The findings, made in parallel by two research groups, were published in the journals Cell and Science. The researchers were able to ‘reprogram’ adult skin cells to become cells of a different tissue type.
Professor Leszeck Borysiewicz, Chief Executive of the Medical Research Council, said:
“These are interesting results proving it is theoretically possible to ‘regress’ cells back to an earlier stage in development when they are self-perpetuating and still have the potential to be directed to become a whole range of different cell types, whether nerve cells, heart muscle or bone. These findings will enable increasing numbers of researchers across the world to use these stem-cell like cells to study disease and explore potential regenerative therapies. The Medical Research Council is funding work in this area, as well as into adult and embryonic stem cells. Each approach presents great potential, but also has its own set of limitations and it is crucial to pursue efforts in all avenues of stem cell research in order to achieve clinical benefit from this technology as quickly as possible. It is early days for induced pluripotent stem cells, and more research will be needed before the basic findings of the Kyoto and Wisconsin labs can be used for patient benefit.”

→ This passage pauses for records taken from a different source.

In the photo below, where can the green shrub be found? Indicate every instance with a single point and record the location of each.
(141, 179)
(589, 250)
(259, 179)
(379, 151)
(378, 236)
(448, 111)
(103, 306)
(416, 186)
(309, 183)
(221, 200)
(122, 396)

Prof Azim Surani, Marshall-Walton Professor Of Physiology And Reproduction, University of Cambridge, said:
“It is relatively easy to grow an entire plant from a small cutting, something that seems inconceivable in humans. Yet this study brings us tantalisingly close to using skin cells to grow many different types of human tissues. This method will allow derivation of a large repertoire of human stem cells, including those from patients with complex diseases, which could be used to examine how different disease states develop, and how to prevent or cure them.”
Dr Anna Krassowska, Research Manager, The UK Stem Cell Foundation, said:
“The development from Jamie Thomson’s and Shimya Yamanaka’s labs is welcome. It is good news that they have been able to advance this work from mouse cells to human cells very quickly. Generating stem cells by reprogramming mature cells, by cloning or genetic modification, is likely to have a huge impact on the efforts to combat incurable diseases, but it is vital at this early stage to pursue all possible techniques available.”
Dr Lyle Armstrong, Centre For Stem Cell Biology & Developmental Genetics, International Centre For Life, University of Newcastle Upon Tyne, said:
“The current extension of induced pluripotency to human cells is a major development and although it is early days for this technique it may well prove to be every bit as signifcant as the first derivation of human embryonic stem cells nine years ago. It will be important to discover how this procedure achieves reprogramming of the somatic genome and if the cells are truly equivalent to those derived from IVF embryos but it is without question and important step forward.”
Prof Robin Lovell-Badge, Head of Developmental Genetics, MRC National Institute For Medical Research, said:
“The work from the Yamanaka and Thomson labs is very exciting. This approach to derive patient-specific Embryonic Stem cell-like cells (iPS cells) is going to open up research into the genetic causes of disease and the search for therapies not only for such diseases, but also for repairing tissues damaged in other ways. However, the techniques still need some work. It will be important to find ways of reprogramming skin, or other cells, that do not rely on viruses, moreover, the relatively low frequencies obtained need an explanation, as do the differences between the iPS cells and ES cells and in the specific genes used in the two papers.
“We said in all the debates in 2000/2001 that led to the changes in the HFEA Act that one of the long term aims of the research on human ES cells and “therapeutic cloning” was the hope that this would lead to direct reprogramming to avoid the use of embryos. This has just come sooner than any of us thought. This unpredictability is one of the fantastic things about science, and is itself a reason why research avenues should always be open. While these new methods may surpass some of the needs for the use of cloning technology, they do not replace all, and the more we understand reprogramming with either method, the better we will be able to achieve our aims, which are to benefit mankind, not to do evil.”
Professor Ian Wilmut, Scottish Centre for Regenerative Medicine, University of Edinburgh, said:
“This is an extremely exciting paper. The fact that introduction of a small number of proteins into adult human cells could produce cells that are equivalent to embryo stem cells takes us into an entirely new era of stem cell biology. We can now envisage a time when a simple approach can be used to produce stem cells that are able to form any tissue from a small sample taken from any of us. This will have enormous implications for research and perhaps one day for therapy.”
Prof Christopher Shaw, Head Of Clinical Neuroscience, King’s College London, said:
“This could be a major scientific breakthrough. If genetic modification of skin cells can generate millions of stem cells then we have a real chance of understanding currently incurable disease such as Alzheimer’s, Parkinson’s and motor neuron disease. If these cells can be rendered safe then the therapuetic possibilities are extraordinary.”